Open SwigAtSF opened 11 years ago
Patch (I tested passing wchar_t, but not returning it)
Logged In: YES user_id=14972 Originator: NO
On Linux at least, sizeof(wchar_t) is 4, so U2 will truncate characters outside the BMP. That's better than the current situation, but should this actually be U4?
Logged In: YES user_id=171344 Originator: YES
sizeof(wchar_t) is 4??? That's amazing to me. What a waste of memory. I'll be sure not to call my wide characters "wchar_t" if I get around to coding on Linux.
Unfortunately, U4 doesn't work on Win32; the .NET framework throws an exception with a message saying 'char' can only marshal as U1, U2, I1 or I2.
Logged In: YES user_id=171344 Originator: YES
Here's an idea: perhaps wchar_t should be marshalled as a plain int in the PINVOKE class, and the two wrappers can convert between char and wchar_t on each end.
Logged In: YES user_id=14972 Originator: NO
A 32 bit type is the narrowest available integer type which can hold the full Unicode range, so I guess that's why it was chosen. Unicode as wide characters inevitably is wasteful if you don't actually use that range. Restricting to the BMP and using a 16 bit type is wasteful if you only have English text. If you only want upper case letters and 6 other characters, you only need 5 bits, so 8 bits per character is wasteful!
Anyway, using a plain int sounds reasonable to me, but I don't really know the innards of C# - William's your man for that.

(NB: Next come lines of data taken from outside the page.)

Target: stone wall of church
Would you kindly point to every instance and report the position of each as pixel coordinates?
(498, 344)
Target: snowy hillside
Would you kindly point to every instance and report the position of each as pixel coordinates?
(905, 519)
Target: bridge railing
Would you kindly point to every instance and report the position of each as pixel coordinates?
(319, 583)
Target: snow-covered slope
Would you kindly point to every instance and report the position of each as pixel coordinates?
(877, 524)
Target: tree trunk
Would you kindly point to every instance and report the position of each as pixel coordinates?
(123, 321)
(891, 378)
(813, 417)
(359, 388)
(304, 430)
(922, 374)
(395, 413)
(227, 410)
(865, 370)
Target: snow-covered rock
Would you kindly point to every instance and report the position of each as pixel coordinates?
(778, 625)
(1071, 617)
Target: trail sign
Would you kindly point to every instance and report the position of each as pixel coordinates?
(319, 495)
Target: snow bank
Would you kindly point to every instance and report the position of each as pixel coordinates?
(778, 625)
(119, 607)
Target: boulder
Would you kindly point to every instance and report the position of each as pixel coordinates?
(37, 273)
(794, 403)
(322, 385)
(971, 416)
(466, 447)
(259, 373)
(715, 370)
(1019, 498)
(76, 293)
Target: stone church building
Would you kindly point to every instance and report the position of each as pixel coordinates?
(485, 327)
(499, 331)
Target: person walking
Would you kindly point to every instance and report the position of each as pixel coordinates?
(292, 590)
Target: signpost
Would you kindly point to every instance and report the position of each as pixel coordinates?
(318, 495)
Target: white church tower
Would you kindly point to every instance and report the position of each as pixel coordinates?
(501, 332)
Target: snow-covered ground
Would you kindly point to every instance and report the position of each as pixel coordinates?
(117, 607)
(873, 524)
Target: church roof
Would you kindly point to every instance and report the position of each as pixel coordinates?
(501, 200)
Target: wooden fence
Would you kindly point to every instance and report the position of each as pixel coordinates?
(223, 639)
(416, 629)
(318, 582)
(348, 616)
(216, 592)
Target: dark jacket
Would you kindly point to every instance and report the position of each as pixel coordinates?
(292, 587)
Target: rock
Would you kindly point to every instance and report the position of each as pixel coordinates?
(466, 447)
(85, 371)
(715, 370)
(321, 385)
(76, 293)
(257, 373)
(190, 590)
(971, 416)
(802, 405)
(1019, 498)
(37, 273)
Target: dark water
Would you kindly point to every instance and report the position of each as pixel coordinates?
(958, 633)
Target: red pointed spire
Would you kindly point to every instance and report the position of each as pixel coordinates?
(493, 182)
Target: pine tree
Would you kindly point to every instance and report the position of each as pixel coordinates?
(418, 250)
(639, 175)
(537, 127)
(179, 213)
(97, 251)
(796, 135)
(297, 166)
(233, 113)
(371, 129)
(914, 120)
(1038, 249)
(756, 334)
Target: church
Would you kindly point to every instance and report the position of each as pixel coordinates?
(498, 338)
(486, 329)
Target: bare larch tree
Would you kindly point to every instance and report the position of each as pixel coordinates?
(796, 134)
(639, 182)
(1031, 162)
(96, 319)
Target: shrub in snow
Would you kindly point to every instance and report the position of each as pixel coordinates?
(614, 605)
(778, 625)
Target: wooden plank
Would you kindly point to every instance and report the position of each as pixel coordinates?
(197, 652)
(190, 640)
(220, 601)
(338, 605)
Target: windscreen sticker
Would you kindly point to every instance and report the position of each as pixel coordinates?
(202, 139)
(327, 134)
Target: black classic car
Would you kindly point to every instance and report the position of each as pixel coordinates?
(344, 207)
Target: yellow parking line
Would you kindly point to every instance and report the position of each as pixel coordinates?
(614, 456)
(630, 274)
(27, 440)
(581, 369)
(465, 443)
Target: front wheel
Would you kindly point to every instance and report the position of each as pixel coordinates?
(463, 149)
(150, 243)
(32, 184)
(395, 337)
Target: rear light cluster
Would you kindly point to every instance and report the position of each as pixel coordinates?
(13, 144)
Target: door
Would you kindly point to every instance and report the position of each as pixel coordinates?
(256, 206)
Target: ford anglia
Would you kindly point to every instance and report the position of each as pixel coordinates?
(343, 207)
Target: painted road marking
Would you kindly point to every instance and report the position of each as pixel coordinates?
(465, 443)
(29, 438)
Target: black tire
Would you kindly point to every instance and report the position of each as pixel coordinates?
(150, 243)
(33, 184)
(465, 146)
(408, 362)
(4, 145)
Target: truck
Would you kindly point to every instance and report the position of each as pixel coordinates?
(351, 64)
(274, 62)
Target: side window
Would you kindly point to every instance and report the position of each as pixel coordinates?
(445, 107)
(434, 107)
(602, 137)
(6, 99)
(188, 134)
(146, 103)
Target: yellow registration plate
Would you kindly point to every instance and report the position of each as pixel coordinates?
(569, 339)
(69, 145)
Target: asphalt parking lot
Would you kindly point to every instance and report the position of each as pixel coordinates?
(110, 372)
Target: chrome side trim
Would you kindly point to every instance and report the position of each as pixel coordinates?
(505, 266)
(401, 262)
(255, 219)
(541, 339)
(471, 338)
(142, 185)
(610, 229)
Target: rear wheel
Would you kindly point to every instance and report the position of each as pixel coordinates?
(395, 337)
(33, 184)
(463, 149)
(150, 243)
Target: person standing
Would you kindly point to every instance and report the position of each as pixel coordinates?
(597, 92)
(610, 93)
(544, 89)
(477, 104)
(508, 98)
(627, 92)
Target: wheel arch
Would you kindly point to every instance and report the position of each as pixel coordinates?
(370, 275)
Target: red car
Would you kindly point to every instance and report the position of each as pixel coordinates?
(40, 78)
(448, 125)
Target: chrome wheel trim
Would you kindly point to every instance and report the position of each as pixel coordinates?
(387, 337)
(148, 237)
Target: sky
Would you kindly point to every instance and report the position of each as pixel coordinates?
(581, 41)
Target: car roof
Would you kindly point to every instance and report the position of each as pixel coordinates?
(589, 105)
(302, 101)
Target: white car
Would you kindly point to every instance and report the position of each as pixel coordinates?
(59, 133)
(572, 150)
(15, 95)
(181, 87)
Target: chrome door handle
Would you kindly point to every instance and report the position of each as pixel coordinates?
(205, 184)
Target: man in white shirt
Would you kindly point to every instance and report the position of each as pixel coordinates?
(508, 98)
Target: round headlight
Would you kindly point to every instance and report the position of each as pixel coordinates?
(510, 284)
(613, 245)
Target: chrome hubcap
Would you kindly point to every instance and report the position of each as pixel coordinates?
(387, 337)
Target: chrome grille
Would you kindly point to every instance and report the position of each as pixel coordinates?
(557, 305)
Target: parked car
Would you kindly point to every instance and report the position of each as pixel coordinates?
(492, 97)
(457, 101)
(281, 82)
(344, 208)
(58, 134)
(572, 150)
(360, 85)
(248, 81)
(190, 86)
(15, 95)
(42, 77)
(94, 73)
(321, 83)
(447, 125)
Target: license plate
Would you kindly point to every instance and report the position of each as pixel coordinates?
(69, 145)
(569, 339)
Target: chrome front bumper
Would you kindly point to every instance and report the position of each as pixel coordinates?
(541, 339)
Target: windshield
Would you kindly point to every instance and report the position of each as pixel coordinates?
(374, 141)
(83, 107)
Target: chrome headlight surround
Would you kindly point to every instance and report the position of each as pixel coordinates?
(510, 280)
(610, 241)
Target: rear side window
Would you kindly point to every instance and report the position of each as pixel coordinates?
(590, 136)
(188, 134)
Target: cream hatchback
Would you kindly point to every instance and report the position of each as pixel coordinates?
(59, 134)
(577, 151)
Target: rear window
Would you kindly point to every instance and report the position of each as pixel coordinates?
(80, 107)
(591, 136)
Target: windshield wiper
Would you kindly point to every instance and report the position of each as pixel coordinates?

Logged In: YES user_id=171344 Originator: YES
Unicode as 32-bit ints is inevitably wasteful even if you use the full Unicode range, which is only 20 bits. Further, AFAIK all "living language" characters fit in 16 bits. If wchar_t were only used to represent single characters it would be fine, but for strings (wstring) it's very wasteful. I guess it's better to use std::basic_string
rather than std::wstring, although on Windows wchar_t may be better because a debugger understands that it represents characters. As for whether to use 16-bit or 8-bit strings, it's a no-win situation. UTF-8 is inefficient for representing languages like Chinese, while UTF-16 is inefficient for European languages. And the minimum addressing boundary of our computers is 8 bits, so I'm afraid 5-bit character strings are out :P
Logged In: YES user_id=242951 Originator: NO
A test case demonstrating the fix would be appreciated before submitting the patch.